KEMENPERIN: KOLABORASI JADI KUNCI PERKUAT EKOSISTEM INDUSTRI FESYEN NASIONAL
Share via
Terbit Pada
23 October 2025
29556078
IQPlus, (23/10) - Menteri Perindustrian Agus Gumiwang Kartasasmita menegaskan bahwa kolaborasi lintas sektor menjadi aspek penting dalam memperkuat daya saing dan keberlanjutan industri fesyen nasional. Apalagi, industri fesyen memiliki potensi besar untuk menjadi tulang punggung ekonomi Indonesia.
"Dengan rantai nilai yang panjang dari hulu ke hilir, sektor ini harus diperkuat melalui kolaborasi antarpemangku kepentingan, mulai dari desainer, pelaku IKM, akademisi, lembaga pembiayaan hingga pemerintah," ujar Menperin dalam keterangannya di Jakarta, Kamis (23/10).
Menurut Menperin, sektor fesyen yang beririsan erat dengan industri tekstil dan produk pakaian jadi, menjadi salah satu sektor andalan dalam memperkuat perekonomian nasional. Hal ini tercermin dari nilai ekspor produk tekstil dan pakaian jadi pada tahun 2024 yang mencapai USD11,96 miliar atau naik 2,43 persen dibandingkan tahun sebelumnya.
Capaian positif ini menunjukkan bahwa industri fesyen Indonesia berdaya saing di kancah internasional. Oleh karena itu, masih ada peluang besar untuk memperkuat posisi di pasar global," tuturnya.

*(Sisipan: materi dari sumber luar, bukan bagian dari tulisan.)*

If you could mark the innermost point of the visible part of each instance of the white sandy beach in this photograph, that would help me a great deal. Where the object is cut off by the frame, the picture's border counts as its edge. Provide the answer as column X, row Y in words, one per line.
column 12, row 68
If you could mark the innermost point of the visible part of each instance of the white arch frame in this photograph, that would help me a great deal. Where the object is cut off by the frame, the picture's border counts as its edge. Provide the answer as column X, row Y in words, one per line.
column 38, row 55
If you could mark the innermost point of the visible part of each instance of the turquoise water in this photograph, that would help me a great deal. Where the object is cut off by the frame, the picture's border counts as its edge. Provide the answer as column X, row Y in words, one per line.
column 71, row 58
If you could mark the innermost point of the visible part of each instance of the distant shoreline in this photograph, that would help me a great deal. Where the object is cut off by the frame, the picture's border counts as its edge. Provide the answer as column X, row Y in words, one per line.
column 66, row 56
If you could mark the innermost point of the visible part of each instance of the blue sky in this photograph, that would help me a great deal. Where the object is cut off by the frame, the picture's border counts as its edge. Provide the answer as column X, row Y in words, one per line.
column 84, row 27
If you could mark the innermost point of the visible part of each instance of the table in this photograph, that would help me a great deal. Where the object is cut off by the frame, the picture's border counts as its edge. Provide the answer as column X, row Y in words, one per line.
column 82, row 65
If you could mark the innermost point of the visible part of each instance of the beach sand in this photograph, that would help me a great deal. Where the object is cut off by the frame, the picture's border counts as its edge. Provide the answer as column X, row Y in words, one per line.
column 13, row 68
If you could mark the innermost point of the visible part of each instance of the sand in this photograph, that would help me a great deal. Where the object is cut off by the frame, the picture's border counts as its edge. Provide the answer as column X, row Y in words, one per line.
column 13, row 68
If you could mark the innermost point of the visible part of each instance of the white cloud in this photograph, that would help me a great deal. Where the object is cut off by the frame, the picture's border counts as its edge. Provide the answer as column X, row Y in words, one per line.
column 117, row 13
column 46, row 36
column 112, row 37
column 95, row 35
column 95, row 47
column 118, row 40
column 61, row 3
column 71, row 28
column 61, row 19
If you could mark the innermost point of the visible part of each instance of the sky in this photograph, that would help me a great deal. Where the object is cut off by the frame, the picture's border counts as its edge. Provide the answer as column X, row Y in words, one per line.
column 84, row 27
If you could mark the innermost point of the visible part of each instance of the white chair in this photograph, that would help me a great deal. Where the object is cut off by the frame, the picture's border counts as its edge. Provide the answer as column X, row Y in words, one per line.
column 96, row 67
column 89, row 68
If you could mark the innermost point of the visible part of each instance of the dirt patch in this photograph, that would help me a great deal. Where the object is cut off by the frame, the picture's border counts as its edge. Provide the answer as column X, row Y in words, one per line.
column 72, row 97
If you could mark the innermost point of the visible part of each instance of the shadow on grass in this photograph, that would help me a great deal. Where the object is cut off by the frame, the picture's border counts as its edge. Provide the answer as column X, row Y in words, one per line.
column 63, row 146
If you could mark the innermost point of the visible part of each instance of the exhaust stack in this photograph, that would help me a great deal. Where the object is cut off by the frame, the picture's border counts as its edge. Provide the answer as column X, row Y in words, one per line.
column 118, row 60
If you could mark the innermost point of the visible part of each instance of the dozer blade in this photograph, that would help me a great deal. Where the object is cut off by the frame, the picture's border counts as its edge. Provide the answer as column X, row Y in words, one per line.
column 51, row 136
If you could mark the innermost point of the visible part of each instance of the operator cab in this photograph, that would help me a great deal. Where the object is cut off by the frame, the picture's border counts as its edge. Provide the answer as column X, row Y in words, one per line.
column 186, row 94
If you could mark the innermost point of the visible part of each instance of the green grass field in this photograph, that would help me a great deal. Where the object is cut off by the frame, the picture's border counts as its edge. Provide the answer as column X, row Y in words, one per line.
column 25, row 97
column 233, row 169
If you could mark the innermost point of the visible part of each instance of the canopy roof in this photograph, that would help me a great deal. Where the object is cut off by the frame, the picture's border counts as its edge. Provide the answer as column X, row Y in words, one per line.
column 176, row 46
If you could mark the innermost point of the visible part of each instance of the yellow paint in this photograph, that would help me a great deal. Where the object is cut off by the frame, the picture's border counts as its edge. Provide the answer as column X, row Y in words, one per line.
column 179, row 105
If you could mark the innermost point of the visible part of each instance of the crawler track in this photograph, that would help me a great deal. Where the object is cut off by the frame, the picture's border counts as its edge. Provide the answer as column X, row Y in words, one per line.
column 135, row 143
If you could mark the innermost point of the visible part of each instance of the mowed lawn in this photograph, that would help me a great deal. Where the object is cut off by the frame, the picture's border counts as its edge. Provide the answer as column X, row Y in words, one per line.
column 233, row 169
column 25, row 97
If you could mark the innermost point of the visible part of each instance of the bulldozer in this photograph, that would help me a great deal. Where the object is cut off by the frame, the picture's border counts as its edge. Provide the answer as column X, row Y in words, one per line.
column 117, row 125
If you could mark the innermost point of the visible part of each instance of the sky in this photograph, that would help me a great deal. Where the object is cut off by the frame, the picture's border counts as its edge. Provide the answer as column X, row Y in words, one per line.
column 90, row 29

Lebih lanjut, Agus menekankan pentingnya peningkatan nilai tambah produk, daya saing ekspor, serta perluasan ekosistem inovasi dan kewirausahaan industri fesyen nasional. "Kemenperin berkomitmen untuk menghadirkan berbagai kebijakan dan program yang berpihak kepada pelaku industri, termasuk fasilitasi teknologi, pembiayaan, dan promosi produk di tingkat nasional maupun global," Ujarnya.
Direktur Jenderal Industri Kecil, Menengah dan Aneka (IKMA) Reni Yanita menjelaskan bahwa Kemenperin telah mendirikan Balai Pemberdayaan Industri Fesyen dan Kriya (BPIFK) di Bali pada tahun 2024 sebagai unit pelaksana teknis di bawah Ditjen IKMA.
"BPIFK hadir untuk menjadi penghubung berbagai stakeholder dalam pengembangan industri fesyen dan kriya nasional," terang Reni pada kegiatan Bali Fashion Network 2025 di Badung, Bali, beberapa waktu lalu.
BPIFK mengusung konsep 3C, yakni Create, Connect, dan Catalyze. "Create" berarti wadah belajar dan mengasah keterampilan agar pelaku industri mampu meningkatkan daya saing produknya. "Connect" adalah menghubungkan pelaku IKM dengan ekosistem industri yang lebih luas, sementara "Catalyze" menjadi akselerator bagi pelaku usaha untuk naik kelas.
Reni menambahkan, kolaborasi lintas pemangku kepentingan menjadi kunci terbentuknya rantai nilai fesyen nasional yang terintegrasi, mulai dari bahan baku, desain, produksi, branding, hingga pemasaran. "Seluruh tahapan ini harus diperkuat dengan dukungan lembaga pendidikan, riset, pembiayaan, sertifikasi, hingga logistik," imbuhnya.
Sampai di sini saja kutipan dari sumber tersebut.